The implications for cost of funds and retention are noteworthy. Every dollar that leaves the bank has to be replaced. It could easily become an environment where deposits grow at a lethargic pace while equity markets command the lion’s share of your customers’ investable funds.
Here are some measures banks can consider taking to address the pricing and retention dilemma for loans and deposits:
- Track the retention rate for renewing loans and CDs by product or lender.
- Establish how much loan and deposit volume your bank must generate in order to achieve a no-growth scenario.
- Require each lender and customer service person to have goals for acquiring new business.
- Evaluate the merits of a sales training program.
- Determine whether your program for notifying customers of maturing CDs should be modified to let customers know of bank CD specials.
- Track how much of the increase in outstanding CDs is attributable to transfers from other deposits within the bank.
- Develop a system for monitoring the financial institutions to which deposits are being transferred. It could be other banks, credit unions, mutual funds, etc. This will help you evaluate and address the competitive advantages they may have over your bank.
- Carefully evaluate your tiers and the rate differentials associated with each loan and deposit tier.
- Consider offering CD specials when there are no significant maturities in your existing CDs.
- Identify your most competitive deposit product and determine whether it is profitable.
- Identify your most competitive and profitable loan product.
- Explore why customers do business with your bank: price, convenience, relationship with your people, products offered, other. Understand the reasons and do what you can to replicate them.

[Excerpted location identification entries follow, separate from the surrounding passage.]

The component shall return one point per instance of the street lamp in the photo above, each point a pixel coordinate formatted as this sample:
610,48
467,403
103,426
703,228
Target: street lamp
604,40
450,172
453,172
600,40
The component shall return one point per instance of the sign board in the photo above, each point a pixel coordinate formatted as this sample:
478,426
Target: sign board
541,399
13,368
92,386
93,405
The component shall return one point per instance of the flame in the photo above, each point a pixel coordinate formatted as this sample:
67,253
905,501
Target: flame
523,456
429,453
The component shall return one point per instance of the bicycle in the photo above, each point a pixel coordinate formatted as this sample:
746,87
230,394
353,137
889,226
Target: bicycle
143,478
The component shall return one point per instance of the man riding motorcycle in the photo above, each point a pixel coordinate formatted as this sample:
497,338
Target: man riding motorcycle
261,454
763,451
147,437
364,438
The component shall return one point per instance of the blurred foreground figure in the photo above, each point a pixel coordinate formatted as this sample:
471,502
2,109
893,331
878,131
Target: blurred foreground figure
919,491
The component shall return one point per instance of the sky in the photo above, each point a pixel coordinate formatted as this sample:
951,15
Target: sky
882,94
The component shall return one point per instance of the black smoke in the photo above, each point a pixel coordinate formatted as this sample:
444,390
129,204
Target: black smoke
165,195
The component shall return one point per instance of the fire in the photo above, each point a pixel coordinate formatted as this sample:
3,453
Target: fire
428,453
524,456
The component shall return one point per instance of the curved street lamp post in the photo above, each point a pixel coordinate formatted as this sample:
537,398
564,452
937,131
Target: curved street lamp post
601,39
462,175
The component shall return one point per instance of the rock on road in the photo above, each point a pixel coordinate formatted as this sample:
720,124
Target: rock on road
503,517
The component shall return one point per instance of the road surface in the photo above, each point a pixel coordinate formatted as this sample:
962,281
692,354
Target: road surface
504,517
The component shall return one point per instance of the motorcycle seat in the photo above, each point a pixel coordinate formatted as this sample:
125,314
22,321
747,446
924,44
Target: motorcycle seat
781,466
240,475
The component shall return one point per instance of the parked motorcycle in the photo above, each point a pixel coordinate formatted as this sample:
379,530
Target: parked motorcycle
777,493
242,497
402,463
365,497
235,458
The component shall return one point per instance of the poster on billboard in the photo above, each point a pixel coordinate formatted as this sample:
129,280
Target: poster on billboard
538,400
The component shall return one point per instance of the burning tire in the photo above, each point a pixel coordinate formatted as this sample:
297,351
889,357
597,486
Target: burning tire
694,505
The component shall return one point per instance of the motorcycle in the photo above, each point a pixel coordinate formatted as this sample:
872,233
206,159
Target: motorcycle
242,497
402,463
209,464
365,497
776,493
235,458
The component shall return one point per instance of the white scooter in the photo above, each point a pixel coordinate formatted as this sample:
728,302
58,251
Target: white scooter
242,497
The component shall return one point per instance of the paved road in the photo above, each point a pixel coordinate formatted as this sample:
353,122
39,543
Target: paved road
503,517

- Determine the reasons why people stop doing business with your bank.
- Determine the average length of time customers who have closed accounts have banked with your institution.
These are simple suggestions. However, the reality is that if you have $50 million in deposits and an 85% retention rate, the bank must replace $7.5 million of deposits each year to achieve no increase in the outstanding deposit balances. Whether the funds are replaced in your market or from some other source, it requires a plan.